The first report of the government's social exclusion unit* paints a shocking picture of this country's contemporary ills. It makes plain the complicated relationship between poverty, low educational achievement, and health. One of the issues raised is teenage pregnancy and the growing concern over the general question of sexual health among young people.
Writing in the British Medical Journal, researchers from the Communicable Disease Surveillance Centre point out there "there is substantial sexual ill health among teenagers in England and Wales". Between 1995 and 1996 there was a 34 per cent rise in the number of cases of gonorrhoea in 16-19 year old males and a 30 per cent rise among females. At the same time there were similar increases in the incidence of other sexually transmitted diseases.
In 1996 86,174 young women under the age of twenty became pregnant. Over 30,000 of these had abortions. The bulk of the terminations were in urban areas. Despite these facts, the teenage birth rates in England and Wales were the highest in western Europe.
The new white paper, Saving Lives: Our Healthier Nation, refers to the action plan of the Social Exclusion Unit which includes "a national campaign to mobilise every section of the community to achieve its clear goal to cut the rate of teenage conceptions by half in under-18s by 2010". There should also be "better prevention by tackling the underlying causes of teenage pregnancy through better education about sex and relationships, clearer messages about contraception and special attention to high-risk groups including young men".

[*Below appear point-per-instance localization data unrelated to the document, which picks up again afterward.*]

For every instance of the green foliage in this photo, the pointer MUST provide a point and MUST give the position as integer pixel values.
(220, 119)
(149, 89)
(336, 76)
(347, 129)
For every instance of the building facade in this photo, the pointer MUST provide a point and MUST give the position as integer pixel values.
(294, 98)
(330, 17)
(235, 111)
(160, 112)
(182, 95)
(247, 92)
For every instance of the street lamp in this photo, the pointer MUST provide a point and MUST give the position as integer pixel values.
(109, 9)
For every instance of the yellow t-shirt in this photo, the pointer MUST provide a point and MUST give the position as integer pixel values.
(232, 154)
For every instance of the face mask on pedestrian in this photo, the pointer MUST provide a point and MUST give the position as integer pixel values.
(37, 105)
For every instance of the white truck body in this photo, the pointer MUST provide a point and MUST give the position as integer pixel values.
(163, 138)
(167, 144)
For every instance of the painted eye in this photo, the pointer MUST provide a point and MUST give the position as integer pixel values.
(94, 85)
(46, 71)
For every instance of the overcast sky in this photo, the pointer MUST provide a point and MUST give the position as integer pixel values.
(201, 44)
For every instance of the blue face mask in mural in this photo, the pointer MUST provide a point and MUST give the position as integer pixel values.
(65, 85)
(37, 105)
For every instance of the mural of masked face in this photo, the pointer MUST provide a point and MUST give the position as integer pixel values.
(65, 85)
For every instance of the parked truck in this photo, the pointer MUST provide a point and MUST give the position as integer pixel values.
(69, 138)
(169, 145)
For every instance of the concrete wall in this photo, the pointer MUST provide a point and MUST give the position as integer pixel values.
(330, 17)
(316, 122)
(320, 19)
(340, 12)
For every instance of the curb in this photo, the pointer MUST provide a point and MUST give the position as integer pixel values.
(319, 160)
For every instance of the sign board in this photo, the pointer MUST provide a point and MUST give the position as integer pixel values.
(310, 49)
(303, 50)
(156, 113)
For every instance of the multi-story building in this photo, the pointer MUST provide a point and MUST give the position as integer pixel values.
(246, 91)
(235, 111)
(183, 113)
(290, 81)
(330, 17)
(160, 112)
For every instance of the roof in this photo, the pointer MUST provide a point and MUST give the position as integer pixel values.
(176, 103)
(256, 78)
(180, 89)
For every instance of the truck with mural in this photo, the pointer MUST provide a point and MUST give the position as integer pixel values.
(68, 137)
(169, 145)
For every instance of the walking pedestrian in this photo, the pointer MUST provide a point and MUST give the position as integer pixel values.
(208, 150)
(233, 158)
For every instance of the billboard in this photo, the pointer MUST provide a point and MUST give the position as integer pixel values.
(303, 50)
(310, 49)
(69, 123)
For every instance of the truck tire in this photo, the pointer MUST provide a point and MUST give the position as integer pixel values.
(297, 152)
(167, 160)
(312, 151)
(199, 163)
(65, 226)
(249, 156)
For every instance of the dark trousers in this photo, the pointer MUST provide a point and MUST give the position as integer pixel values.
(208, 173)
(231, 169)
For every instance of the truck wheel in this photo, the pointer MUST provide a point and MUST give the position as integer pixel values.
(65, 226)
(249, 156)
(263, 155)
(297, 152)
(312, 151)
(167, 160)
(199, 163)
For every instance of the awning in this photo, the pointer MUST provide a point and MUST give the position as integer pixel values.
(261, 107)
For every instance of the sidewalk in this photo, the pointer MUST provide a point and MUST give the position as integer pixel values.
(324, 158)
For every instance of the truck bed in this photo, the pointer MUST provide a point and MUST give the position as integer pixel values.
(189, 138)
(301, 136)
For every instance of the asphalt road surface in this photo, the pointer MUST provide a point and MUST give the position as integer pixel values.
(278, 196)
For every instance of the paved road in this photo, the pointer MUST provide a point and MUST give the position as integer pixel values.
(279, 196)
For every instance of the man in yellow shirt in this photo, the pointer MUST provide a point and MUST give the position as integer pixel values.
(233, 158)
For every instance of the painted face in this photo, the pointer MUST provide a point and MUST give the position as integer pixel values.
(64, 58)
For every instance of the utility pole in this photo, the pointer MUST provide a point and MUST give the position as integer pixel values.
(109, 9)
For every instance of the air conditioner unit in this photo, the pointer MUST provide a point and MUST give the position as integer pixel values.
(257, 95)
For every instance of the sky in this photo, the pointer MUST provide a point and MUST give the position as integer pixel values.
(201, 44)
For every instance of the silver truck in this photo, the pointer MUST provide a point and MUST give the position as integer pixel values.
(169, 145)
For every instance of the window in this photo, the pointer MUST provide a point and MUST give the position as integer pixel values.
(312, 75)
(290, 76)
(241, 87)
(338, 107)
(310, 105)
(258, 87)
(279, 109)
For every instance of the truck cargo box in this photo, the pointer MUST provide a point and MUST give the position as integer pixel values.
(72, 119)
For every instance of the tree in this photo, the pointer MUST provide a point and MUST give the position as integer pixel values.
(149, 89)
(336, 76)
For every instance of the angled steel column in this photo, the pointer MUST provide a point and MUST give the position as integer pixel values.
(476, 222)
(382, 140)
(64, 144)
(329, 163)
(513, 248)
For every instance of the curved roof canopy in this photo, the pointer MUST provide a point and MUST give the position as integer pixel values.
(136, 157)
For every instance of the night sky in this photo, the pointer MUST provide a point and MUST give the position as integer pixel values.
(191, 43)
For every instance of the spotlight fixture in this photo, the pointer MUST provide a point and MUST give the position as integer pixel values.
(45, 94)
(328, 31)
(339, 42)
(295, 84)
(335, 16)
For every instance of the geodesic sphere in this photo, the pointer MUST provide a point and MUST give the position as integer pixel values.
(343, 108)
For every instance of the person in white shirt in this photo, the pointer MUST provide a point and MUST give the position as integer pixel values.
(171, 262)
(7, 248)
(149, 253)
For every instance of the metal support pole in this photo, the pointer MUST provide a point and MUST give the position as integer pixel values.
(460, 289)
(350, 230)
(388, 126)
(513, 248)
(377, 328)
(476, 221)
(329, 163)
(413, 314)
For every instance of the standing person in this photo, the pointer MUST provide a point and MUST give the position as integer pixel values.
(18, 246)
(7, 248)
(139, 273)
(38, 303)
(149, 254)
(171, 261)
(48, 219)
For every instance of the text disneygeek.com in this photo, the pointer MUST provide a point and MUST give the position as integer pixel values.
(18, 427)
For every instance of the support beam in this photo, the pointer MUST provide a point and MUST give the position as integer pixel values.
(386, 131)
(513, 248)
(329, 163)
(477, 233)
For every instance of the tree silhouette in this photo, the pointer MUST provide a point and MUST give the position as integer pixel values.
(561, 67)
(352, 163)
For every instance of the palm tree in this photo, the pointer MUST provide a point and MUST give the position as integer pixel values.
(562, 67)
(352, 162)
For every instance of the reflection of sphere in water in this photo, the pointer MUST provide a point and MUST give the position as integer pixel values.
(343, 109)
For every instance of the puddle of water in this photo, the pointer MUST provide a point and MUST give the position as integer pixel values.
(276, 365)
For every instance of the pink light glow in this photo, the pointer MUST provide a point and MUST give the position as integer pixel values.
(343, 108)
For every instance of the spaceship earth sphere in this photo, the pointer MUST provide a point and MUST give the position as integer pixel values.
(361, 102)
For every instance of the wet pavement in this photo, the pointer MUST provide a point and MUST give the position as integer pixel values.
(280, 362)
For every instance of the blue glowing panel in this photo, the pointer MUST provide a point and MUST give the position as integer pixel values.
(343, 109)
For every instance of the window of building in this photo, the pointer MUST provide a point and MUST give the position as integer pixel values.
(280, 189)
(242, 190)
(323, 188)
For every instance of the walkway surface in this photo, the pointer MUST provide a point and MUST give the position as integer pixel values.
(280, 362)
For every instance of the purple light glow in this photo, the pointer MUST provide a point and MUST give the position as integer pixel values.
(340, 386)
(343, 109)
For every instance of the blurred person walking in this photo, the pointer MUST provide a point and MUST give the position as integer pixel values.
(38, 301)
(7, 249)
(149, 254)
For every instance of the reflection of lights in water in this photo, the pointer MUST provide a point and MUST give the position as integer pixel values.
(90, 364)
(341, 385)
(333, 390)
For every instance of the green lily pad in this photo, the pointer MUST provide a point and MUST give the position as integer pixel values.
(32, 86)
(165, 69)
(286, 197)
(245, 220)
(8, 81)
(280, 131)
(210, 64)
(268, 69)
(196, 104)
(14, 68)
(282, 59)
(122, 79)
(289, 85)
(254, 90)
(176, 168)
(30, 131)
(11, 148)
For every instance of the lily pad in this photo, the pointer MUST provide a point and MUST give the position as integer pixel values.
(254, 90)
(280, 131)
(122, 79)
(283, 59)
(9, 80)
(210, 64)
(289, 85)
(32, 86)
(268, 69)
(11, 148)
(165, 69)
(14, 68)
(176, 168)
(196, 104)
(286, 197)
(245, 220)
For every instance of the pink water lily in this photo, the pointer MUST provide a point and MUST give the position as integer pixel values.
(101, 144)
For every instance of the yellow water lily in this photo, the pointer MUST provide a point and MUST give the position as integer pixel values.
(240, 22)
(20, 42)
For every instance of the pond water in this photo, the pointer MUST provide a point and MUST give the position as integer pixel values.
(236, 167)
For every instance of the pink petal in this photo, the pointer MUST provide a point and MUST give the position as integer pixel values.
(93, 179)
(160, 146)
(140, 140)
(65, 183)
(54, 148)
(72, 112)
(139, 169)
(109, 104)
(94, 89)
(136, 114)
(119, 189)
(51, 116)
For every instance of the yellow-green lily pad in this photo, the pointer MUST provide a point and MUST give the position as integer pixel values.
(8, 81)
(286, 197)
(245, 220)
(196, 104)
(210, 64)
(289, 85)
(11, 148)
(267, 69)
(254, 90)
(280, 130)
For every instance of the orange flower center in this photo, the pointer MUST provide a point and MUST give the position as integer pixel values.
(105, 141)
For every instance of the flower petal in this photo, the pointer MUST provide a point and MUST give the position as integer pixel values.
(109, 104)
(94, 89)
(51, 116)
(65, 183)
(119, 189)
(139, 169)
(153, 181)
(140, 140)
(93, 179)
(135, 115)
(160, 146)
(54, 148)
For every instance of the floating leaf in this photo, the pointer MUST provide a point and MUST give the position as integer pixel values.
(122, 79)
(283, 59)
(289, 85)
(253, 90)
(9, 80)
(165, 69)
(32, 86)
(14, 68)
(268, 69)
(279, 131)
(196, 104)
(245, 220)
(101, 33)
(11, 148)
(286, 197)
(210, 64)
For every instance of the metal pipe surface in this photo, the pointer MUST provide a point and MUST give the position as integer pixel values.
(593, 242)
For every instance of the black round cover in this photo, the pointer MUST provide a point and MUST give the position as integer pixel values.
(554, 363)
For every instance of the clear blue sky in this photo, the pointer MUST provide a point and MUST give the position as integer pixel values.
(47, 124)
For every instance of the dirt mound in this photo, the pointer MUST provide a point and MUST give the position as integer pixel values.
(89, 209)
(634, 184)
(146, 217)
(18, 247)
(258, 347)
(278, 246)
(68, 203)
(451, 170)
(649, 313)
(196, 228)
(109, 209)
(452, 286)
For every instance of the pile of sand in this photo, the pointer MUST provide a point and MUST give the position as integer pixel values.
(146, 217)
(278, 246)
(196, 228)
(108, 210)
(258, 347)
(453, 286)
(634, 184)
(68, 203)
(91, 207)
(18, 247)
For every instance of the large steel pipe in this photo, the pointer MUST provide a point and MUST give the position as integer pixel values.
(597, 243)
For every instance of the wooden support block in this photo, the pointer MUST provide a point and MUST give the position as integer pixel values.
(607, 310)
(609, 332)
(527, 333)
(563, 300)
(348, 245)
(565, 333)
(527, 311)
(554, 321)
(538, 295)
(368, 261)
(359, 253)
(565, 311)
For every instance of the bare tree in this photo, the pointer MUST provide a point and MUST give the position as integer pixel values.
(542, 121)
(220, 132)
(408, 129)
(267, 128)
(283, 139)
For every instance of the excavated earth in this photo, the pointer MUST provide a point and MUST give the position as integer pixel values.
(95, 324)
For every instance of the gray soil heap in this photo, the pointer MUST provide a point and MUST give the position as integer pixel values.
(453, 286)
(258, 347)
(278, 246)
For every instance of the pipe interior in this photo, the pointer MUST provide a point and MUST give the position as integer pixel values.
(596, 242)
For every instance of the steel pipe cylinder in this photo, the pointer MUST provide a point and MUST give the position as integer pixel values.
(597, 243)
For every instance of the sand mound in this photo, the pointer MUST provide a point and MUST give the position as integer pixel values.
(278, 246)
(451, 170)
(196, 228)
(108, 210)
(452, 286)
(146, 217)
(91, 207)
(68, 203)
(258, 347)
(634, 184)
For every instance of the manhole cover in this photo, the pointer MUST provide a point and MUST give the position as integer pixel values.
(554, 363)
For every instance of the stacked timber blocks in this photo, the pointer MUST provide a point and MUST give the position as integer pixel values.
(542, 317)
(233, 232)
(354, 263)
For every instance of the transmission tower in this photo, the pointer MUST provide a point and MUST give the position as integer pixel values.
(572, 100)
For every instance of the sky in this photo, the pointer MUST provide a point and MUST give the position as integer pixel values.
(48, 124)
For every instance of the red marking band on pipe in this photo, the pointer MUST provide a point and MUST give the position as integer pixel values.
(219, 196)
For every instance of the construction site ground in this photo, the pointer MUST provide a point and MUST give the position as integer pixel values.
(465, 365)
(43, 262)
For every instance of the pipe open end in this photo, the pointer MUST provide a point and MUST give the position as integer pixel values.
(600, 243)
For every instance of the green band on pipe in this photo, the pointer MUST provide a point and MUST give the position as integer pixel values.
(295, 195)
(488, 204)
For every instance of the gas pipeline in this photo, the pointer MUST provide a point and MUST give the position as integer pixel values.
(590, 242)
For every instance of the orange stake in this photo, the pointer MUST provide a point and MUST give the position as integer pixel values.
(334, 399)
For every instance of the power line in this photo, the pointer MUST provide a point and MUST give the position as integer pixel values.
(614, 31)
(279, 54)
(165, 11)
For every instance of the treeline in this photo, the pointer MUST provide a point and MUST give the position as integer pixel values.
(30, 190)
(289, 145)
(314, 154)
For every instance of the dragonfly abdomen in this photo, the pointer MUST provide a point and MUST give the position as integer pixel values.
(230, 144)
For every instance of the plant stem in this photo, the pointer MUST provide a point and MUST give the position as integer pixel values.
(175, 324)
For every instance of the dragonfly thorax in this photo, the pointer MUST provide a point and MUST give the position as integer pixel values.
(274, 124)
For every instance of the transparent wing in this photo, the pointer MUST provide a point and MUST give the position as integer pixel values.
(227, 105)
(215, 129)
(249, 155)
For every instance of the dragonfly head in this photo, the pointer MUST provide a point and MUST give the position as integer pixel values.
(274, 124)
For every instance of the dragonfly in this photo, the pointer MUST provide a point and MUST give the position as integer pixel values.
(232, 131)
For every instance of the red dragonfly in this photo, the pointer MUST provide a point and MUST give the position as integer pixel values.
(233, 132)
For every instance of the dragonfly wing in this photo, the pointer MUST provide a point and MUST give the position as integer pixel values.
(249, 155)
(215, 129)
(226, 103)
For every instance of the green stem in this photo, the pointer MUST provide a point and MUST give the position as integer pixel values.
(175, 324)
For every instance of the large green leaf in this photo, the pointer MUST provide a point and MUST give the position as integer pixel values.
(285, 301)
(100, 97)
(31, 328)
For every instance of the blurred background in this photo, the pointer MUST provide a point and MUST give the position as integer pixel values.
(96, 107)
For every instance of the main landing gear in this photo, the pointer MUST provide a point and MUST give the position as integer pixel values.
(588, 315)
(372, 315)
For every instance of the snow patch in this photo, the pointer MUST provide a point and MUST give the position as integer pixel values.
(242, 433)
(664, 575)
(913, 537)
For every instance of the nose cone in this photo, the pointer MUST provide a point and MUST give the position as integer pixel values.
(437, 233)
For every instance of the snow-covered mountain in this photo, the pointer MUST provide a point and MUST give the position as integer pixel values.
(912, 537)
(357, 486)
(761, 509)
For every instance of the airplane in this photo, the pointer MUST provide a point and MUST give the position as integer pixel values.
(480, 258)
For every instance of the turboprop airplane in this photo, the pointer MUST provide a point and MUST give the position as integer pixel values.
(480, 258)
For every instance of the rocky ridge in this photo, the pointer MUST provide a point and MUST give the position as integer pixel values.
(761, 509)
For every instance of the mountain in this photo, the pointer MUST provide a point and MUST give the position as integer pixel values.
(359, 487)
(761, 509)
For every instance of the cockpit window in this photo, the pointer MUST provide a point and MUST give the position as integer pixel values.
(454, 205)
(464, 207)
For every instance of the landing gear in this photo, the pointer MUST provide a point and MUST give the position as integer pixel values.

Martin McKee, Professor of European Public Health at the London School of Hygiene and Tropical Medicine, writing an editorial on the subject in the BMJ, looks further for the causes of the increase in teenage pregnancy and sexual ill health. He comments: "What is especially worrying is that it is not only in sexual health that British teenagers to do rather worse than their continental counterparts". Indeed, at the end of 1998 the European Drugs Monitoring Centre reported that British teenagers were more likely to have used illicit drugs than their contemporaries in any other European Union country. In addition, a number of surveys show that the 15 year olds most likely to drink alcohol at least weekly are those living in Wales and Northern Ireland.
Saving Lives: Our Healthier Nation says: "Drug misuse is associated with poor health both directly, for example through the effect of overdoses and the spread of infection (specifically HIV/AIDS and hepatitis B and C); and indirectly, because of the link with social exclusion through homelessness, poverty, unemployment and criminal behaviour. And the problem is frighteningly widespread".
In themselves, each of these problems - sex, alcohol, and drugs - is alarming enough but together, Professor McKee argues, they suggest some "more fundamental malaise." The weakening of the family unit is one possible answer. More families live in poverty in the United Kingdom than anywhere else in the European Union and there is a complex but proven link between poverty and risk taking behaviour. British mothers and fathers work the longest hours in Europe and consequently families spend less time together. Moral imperatives which formerly were delivered by the churches or in schools as well as in families are often absent.
Education is an element in the problem. It is the case that a humane education plays a rôle in delaying pregnancy and surveys indicate that level of education has an effect on smoking. One beneficial effect of pre-school education has been shown to be a long-term reduction in harmful behaviours on the part of teenagers. The United Kingdom, however, whilst being amongst the leaders when providing for those at the top of the educational scale, has a sorry record of underachievement among the less gifted and underprivileged. In basic literacy and numeracy skills this country disputes bottom place with the United States.
Clearly there is a considerable amount of work to do in unravelling the factors involved in teenage pregnancy and sexually transmitted disease. Alcohol and other drugs are a factor but poverty and poor education appear to lie at the root. Many people involved in dealing with these problems will be looking to the translation of the government's words into deeds.
*Social Exclusion Unit. Bringing Britain together: a national strategy for neighbourhood renewal. London: SEU , 1998.